Кстати, глагол, подобный этому “завелся”, употреблен и в “Собачьем сердце” – Швондером, требующим от профессора выдать справку о Шарикове, “зародившемся в вашей, мол, квартире” (VI; 587), а рефлекс “банного” элемента можно усмотреть в эксцессах Шарикова в ванной, которые в одном случае описываются именно этим прилагательным (“все зеркала покрылись банным налетом” [VI; 594]).

Еще существеннее, что в Смердякове настойчиво подчеркивается его “звериность”. Уже само его рождение является последствием ответа Федора Павловича на

совершенно эксцентрический вопрос [одного барчонка] на совершенно невозможную тему: “Можно ли, дескать, хотя кому бы то ни было счесть такого зверя [т. е. Лизавету Смердящую] за женщину…”” (III, 2; 91); в дальнейшем Смердяков систематически характеризуется в “животных” терминах – как “(валаамова) ослица” (на протяжении всей главы II, 7, “Контроверза”); как “вол” (“с одного вола двух шкур не дерут” [II, 7; 119]; “для чего же я … кожу с себя дам содрать?” [121]); Иваном – как “передовое мясо” (122); а Митей – как “болезненная курица”, “Он и родился от курицы” (IX, 5; 428).
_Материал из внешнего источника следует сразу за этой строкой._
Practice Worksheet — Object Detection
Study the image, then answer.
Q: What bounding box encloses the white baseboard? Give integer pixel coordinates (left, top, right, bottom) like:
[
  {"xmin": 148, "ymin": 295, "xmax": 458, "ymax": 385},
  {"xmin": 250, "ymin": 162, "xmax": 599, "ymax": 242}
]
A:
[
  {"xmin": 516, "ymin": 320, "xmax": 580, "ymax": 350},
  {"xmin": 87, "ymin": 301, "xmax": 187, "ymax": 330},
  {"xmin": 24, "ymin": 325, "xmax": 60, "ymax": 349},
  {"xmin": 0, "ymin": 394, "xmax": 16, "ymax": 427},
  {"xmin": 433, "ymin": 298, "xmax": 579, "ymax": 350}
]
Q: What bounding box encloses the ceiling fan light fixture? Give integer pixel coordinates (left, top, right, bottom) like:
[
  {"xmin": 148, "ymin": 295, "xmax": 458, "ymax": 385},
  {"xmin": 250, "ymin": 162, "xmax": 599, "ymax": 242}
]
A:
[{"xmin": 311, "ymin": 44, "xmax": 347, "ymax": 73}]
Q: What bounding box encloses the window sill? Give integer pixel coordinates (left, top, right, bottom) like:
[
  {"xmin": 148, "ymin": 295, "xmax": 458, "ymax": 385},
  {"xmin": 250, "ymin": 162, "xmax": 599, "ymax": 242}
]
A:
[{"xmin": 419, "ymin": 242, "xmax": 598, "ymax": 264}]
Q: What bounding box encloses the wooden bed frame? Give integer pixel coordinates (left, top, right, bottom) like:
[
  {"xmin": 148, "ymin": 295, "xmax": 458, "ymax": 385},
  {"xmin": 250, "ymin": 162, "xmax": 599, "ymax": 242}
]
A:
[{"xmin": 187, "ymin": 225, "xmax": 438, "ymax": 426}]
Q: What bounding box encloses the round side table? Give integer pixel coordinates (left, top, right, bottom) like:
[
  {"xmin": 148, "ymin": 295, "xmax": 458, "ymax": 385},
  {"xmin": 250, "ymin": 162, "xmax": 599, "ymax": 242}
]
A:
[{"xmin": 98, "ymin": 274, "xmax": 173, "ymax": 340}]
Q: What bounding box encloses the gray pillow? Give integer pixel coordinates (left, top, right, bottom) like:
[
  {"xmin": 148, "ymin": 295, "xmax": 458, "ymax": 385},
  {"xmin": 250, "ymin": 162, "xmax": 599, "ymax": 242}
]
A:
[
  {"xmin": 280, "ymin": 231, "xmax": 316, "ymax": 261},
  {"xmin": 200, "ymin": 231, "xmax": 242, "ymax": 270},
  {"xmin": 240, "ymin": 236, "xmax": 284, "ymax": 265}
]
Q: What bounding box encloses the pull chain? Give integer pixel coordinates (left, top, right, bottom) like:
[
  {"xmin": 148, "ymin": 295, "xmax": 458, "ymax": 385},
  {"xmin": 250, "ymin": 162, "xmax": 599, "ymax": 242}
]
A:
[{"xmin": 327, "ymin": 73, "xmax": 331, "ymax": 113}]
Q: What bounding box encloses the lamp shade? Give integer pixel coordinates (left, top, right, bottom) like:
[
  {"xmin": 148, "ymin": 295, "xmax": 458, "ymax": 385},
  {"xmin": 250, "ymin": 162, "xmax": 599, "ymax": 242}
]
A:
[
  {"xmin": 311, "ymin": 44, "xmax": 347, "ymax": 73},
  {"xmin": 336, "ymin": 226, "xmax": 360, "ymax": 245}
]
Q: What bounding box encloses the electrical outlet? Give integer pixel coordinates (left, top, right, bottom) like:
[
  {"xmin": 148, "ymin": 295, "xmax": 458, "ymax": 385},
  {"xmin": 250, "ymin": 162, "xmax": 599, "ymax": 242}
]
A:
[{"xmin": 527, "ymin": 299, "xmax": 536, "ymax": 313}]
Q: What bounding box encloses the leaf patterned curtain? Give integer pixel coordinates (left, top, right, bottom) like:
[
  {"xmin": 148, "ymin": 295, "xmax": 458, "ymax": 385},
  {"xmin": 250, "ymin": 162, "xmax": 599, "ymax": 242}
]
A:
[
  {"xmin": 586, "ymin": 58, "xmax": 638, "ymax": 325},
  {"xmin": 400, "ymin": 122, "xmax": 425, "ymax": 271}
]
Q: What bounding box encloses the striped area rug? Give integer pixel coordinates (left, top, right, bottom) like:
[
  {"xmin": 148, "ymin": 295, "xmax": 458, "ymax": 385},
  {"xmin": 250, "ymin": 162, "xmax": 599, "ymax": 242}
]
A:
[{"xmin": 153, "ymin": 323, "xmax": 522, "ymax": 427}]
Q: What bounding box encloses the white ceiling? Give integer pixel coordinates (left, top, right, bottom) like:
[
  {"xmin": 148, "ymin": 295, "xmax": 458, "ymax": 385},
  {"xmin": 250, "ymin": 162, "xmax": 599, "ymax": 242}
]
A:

В свою очередь, тема “кожи” Шарика/Шарикова  возникает в самом начале в связи с ожогом, активизируется в ходе первой операции (гл. IV) и возвращается в конце виде кожаных одежд заведующего подотделом очистки (гл. IX; 612). Между прочим, и гонения Шарикова на котов имеют смердяковский прецедент:

“В детстве он очень любил вешать кошек и потом хоронить их с церемонией… Григорий поймал его однажды на этом упражнении и больно наказал розгой” (III, 6; 114).

2. Культура. В этой сфере переклички особенно многочисленны. Шариков, подобно Смердякову, пошло одевается, в частности, любит “лаковые”, или “лакированные”, штиблеты.

По словам самого Смердякова, “тамошний [т. е., иностранец] в лакированных сапогах ходит, а наш подлец в своей нищете смердит[!]” (V, 2; 205); “Смердяков, разодетый, напомаженный и чуть не завитой, в лакированных ботинках… (206).

“… с полу разбрызгивая веера света, бросались в глаза лаковые  штиблеты [Шарикова] с белыми гетрами”(VI; 582); ” – Что это за сияющая чепуха?… Неужели доктор Борменталь такие выбрал? – Я ему велел, чтобы лаковые. Что я, хуже людей? Пойдите на Кузнецкий – все в лаковых” (583); “… он посучил лакированными ногами по паркету” (585).

Оба персонажа по-своему – пошловато – музыкальны: Смердяков красуется с гитарой, Шариков (вослед своей пролетарской ипостаси – Чугункину) играет на балалайке, чем раздражает Преображенского, так что тот запрещает “игру на музыкальных инструментах от семи часов дня до пяти часов утра” (VI; 581), но, впрочем, сам начинает невольно напевать “Светит месяц”.

Как и Смердяков, Шариков не любит театра.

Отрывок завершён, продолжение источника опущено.